Acordam na Secção de Contencioso Administrativo do Supremo Tribunal Administrativo (STA):
O Ministério da Educação, ao abrigo do disposto no art. 150º do Código de Processo nos Tribunais Administrativos (CPTA), recorre de um acórdão do Tribunal Central Administrativo Norte (TCAN) que, confirmando uma sentença do Tribunal Administrativo e Fiscal de Coimbra (TAFC), julgou procedente uma acção de intimação para protecção de direitos, liberdades e garantias instaurada por A….
Foi, assim, intimado o referido ministério a assegurar à autora, ora recorrida, a realização de um novo exame de química (código 642) e, condicionado pelo resultado obtido, intimado também o Ministério da Ciência, Tecnologia e Ensino Superior e a Universidade de Coimbra, respectivamente, a admitir o ingresso da interessada no curso de licenciatura em Medicina na Faculdade de Medicina de Coimbra e a aceitar a correspondente matrícula, inscrição transferência ou recolocação.
Fundamento do decidido foi, por um lado, a inexistência de inutilidade superveniente da lide, a improcedência da segunda questão prévia suscitada pelo ora recorrente, que respeitava à inidoneidade do meio processual utilizado e, finalmente, quanto ao fundo, a inconstitucionalidade das normas dos arts. 1° e 2º do Decr.-Lei n° 147-A/2006 de 31 de Julho, integradas pelo despacho do Secretário de Estado da Educação n° 16078-A/2006 de 2 de Agosto.

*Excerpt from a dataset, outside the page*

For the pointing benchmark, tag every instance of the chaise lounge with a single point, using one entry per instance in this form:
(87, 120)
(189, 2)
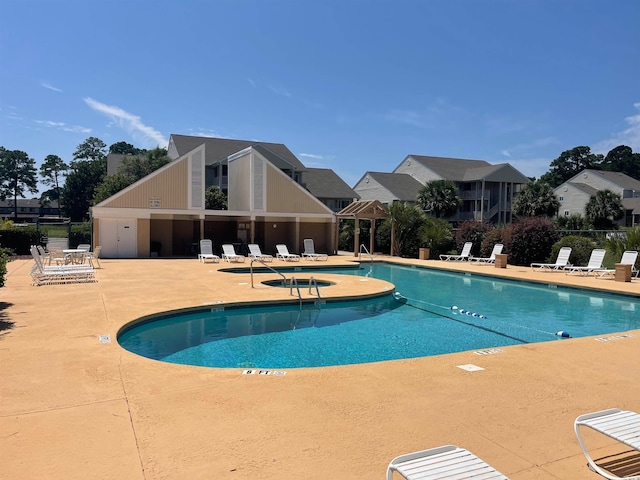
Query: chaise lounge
(440, 463)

Na presente revista pretende o recorrente, em suma, rediscutir o juízo de inconstitucionalidade feito pelo acórdão do TCAN, defendendo a conformidade dos citados textos com a Lei Fundamental.
Decidindo.
A questão de inconstitucionalidade que é objecto da presente revista tem vindo a ser decidida, em sentido uniforme, pela jurisprudência tanto do Tribunal Constitucional (cfr. ac. n° 353/2007 de 12.06) como do STA (cfr. acs. de 13.09.07, de 25.09.07 e de 17.01.07 proferidos, respectivamente, nos procs. nºs 566/07, 598/07 e 910/07), a qual se pronuncia no sentido da inconstitucionalidade dos textos em questão.
E é justamente nesta linha jurisprudencial que insere o acórdão, ora recorrido, do TCAN, pelo que, independentemente do interesse teórico que, noutras circunstâncias, a controvérsia pudesse oferecer, ela é, no caso presente, destituída de qualquer sentido prático: não se vislumbra dúvida alguma que, face à solução encontrada, conforme à referida orientação, importe agora esclarecer.
Deste modo, e sem necessidade de outras considerações, nos termos do disposto no art. 150° nºs 1 e 5 do CPTA, acorda-se em não admitir a presente revista.
Custas pelo recorrente.
Lisboa, 23 de Janeiro de 2008. – Azevedo Moreira (relator) – Rosendo José – Santos Botelho.
Segue acórdão de 21 de Outubro de 2010
Acordam, em conferência, na 1ª Secção do Supremo Tribunal Administrativo:
Por mero lapso de escrita, fez-se constar no Acórdão, de 23-01-08, a fls. 694-695, que as custas ficariam a cargo do Recorrente, quando o que se pretendia era consignar que o processo estaria isento de custas, atento o disposto no artigo 73°-C, n° 2, alínea e), do CCJ, o que, agora, rectificando tal lapso, se declara, ficando a constar que o processo está isento de custas, não havendo, por isso, lugar a condenação quanto a custas.
Notifique.
Lisboa, 21 Outubro de 2010.
– José Manuel da Silva Santos Botelho (relator) – Rosendo Dias José – Maria Angelina Domingues.